Homosexual Judge's Competence Questioned



US District Chief Judge Vaughn R. Walker ruled that Proposition 8 is unconstitutionally discriminatory because marriage is not between a man and a woman.

Where could he have gotten this idea? It turned out that the judge himself is a homosexual. It is more than a stretch to believe that his life as a homosexual did not affect his decision concerning homosexual rights.

Would a person engaged in the very activity that is being questioned be the best judge of its legal character? One of the most elementary principles of justice is that one should not judge a case in which one has an interest. But Judge Walker apparently did not feel the need to recuse himself, though it would seem obvious that he, as a homosexual, would have had a personal interest in the outcome.
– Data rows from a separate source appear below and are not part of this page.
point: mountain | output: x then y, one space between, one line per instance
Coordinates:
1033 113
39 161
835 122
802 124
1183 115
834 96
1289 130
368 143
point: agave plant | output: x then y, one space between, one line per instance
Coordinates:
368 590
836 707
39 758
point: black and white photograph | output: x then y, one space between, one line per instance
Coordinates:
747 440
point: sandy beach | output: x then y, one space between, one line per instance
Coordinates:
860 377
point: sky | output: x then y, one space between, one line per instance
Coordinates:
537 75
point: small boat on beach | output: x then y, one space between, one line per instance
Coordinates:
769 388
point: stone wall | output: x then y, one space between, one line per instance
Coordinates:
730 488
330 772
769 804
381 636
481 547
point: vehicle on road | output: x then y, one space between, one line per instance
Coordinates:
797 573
District Court Judge James Ware heard arguments on the motion that raised this very issue, and denied it. In the decision, Ware explained that,

"Requiring recusal because a court issued an injunction that could provide some speculative future benefit to the presiding judge solely on the basis of the fact that the judge belongs to the class against whom the unconstitutional law was directed would lead to a Section 455(b)(4) standard that required recusal of minority judges in most, if not all, civil rights cases.”

There is a profound problem with this reasoning.  It prejudges the case as a “civil rights” issue.  It is not the "class" to which Walker belonged, but the behavior in which he engaged that was at issue in his conflict of interest.  Do laws against murder discriminate against a “class" of murderers?  Acts do not constitute class.  They are voluntarily performed by individuals.  It is the moral and legal character of an act that constitutes the matter at hand, not the class of the person performing the act.  Let us say that the constitutionality of Prohibition was being decided.  Would it be relevant to the judge’s competence to hear the case if he were an active alcoholic?  Why, then, is it less relevant in this case, which was to decide the constitutionality of same-sex marriage, that Judge Walker was in a 10-year "relationship" with a partner, as he later admitted?
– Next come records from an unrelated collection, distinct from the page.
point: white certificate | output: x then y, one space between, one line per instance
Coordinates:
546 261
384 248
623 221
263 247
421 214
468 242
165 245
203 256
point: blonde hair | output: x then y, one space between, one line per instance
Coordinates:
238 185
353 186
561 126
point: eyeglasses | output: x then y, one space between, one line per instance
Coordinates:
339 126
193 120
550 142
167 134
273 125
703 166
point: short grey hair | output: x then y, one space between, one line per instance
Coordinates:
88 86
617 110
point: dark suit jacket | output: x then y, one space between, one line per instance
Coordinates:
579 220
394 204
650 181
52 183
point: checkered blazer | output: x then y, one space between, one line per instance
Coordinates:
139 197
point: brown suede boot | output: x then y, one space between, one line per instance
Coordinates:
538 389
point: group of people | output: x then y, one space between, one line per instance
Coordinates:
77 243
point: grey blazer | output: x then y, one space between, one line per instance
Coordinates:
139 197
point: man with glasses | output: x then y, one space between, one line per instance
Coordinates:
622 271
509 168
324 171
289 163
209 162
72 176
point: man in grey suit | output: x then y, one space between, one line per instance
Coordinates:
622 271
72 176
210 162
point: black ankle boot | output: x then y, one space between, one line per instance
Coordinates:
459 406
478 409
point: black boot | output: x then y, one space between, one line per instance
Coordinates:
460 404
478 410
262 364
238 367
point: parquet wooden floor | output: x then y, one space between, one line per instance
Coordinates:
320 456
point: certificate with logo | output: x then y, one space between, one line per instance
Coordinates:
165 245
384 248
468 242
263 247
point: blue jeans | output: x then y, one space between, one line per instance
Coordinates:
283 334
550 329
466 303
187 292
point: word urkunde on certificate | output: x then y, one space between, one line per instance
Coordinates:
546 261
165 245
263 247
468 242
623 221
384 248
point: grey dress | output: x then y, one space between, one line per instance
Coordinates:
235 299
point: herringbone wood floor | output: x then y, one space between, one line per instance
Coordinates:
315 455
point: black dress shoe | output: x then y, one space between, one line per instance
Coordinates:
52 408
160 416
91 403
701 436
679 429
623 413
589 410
In fact, the judge was a beneficiary of his own ruling – not only in the direct sense that he could now marry his "partner" if he so wished, but in the larger rationalization of homosexual acts as being morally normative. His 136-page ruling can be seen as a bald act of self-justification, which he now enforces upon the broader public as legally mandatory.
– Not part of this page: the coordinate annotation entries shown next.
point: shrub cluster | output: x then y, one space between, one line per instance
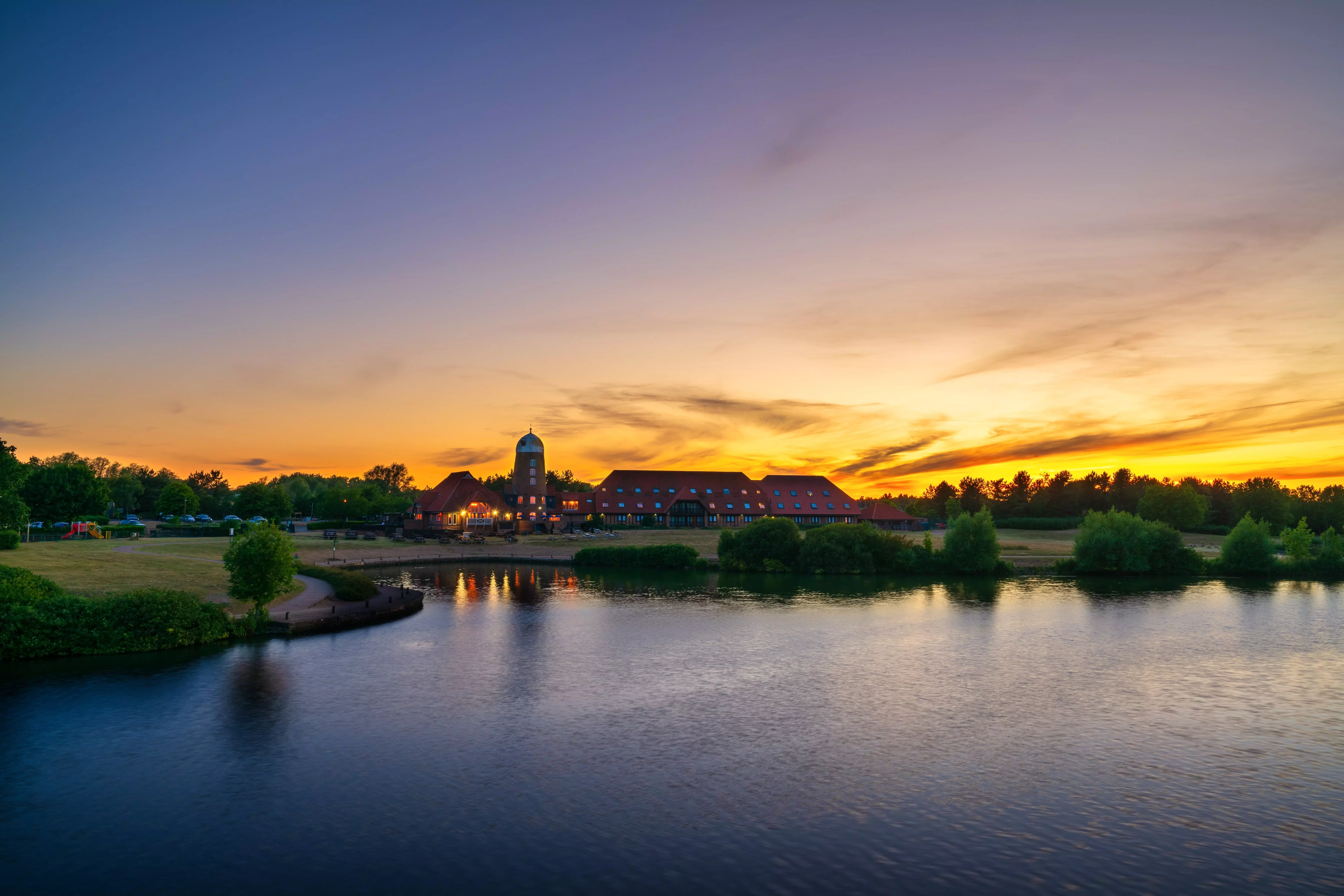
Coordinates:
1127 545
1049 523
349 586
651 557
40 620
776 546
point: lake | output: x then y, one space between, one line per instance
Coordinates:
537 730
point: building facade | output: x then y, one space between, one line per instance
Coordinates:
673 499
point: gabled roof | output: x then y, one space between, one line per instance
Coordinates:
804 484
456 492
880 511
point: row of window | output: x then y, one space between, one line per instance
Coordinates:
792 494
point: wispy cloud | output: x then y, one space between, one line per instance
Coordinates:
463 457
26 428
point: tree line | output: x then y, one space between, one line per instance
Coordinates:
1186 504
66 487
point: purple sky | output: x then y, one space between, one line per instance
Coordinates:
894 242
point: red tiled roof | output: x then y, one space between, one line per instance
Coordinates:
880 511
456 492
642 490
811 490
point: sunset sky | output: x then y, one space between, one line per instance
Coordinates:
893 244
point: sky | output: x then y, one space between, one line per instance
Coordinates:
892 244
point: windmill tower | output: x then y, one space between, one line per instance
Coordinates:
530 481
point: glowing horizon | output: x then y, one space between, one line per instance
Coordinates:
893 246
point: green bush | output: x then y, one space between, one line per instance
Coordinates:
40 620
652 557
1048 523
1123 543
1179 507
842 547
1248 550
1209 529
349 586
971 545
768 546
1298 542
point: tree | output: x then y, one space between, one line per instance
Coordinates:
260 565
1298 541
1179 507
265 499
1123 543
126 492
768 546
62 492
393 477
13 471
972 543
177 498
1265 500
14 512
1248 550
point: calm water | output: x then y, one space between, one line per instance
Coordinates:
537 731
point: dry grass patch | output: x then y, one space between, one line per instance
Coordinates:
93 569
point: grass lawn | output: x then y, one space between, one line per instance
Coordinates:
314 549
93 569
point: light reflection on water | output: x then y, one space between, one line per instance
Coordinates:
537 729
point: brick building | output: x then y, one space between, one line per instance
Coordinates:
675 499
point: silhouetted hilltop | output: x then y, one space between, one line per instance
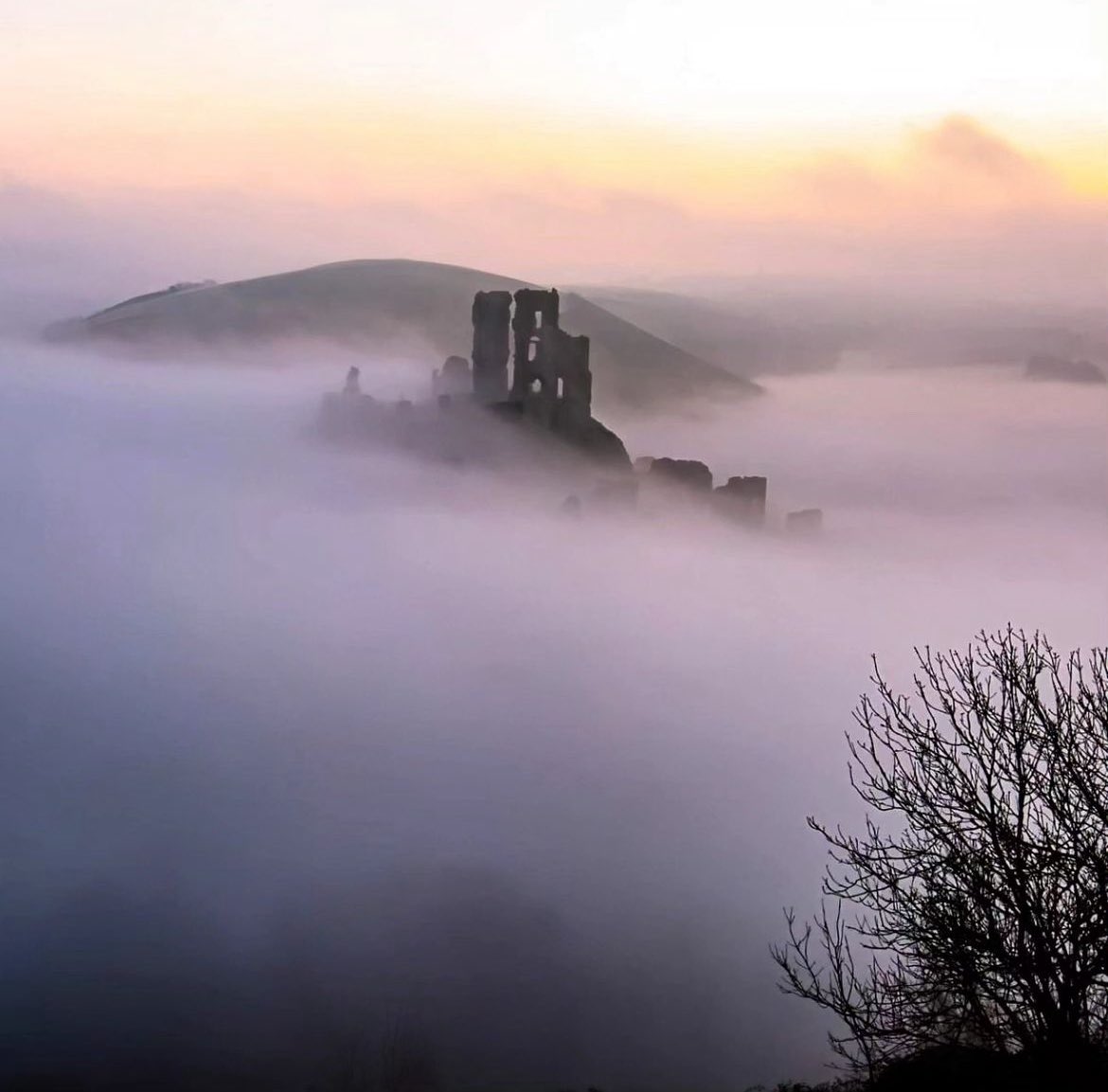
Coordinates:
418 309
1063 369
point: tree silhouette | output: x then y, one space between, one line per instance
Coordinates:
972 909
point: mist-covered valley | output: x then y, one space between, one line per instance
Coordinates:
313 759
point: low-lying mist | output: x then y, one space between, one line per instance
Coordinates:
306 751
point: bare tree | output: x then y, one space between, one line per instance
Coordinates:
977 915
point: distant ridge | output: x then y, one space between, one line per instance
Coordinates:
398 306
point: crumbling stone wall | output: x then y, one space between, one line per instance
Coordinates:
743 499
549 376
492 317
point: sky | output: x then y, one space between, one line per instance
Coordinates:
633 141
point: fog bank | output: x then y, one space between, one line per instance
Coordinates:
301 746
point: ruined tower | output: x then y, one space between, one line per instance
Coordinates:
492 316
551 379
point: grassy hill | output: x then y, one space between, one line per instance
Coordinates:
402 307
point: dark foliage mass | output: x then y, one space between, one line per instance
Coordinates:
965 928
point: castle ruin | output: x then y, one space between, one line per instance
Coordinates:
527 358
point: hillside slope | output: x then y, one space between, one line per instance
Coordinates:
400 306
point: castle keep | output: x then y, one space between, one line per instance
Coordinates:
546 370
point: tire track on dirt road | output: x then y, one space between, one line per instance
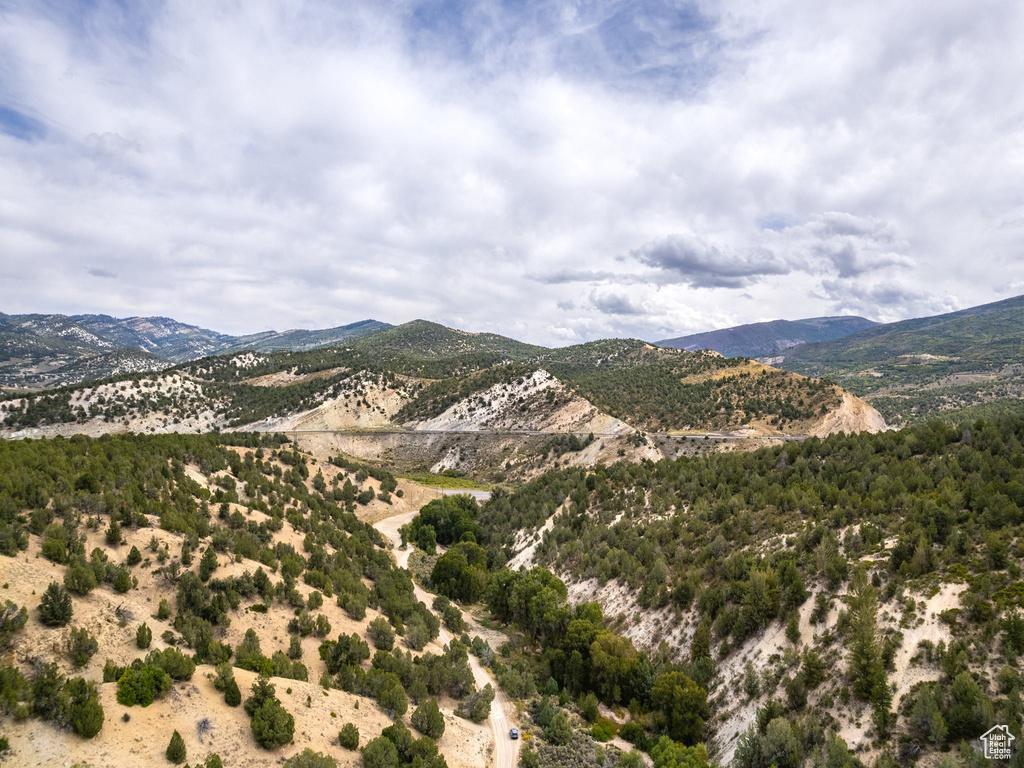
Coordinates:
502 713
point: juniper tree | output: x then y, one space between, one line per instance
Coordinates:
54 607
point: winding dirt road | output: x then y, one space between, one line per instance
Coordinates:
502 713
This, of course, is a major misuse of law. In The Ethics, Aristotle noted what impels it: "Men start revolutionary changes for reasons connected with their private lives." People who live morally disordered lives – and a life centered on homosexual acts is morally disordered – must always search for rationalizations that permit them to continue their behavior. Otherwise, their conscience rebels (see The Culture of Vice). Judge Walker's revolutionary ruling was indubitably tied to his private life, the rationalization for which he then required everyone to accept – according the U.S. Constitution, no less.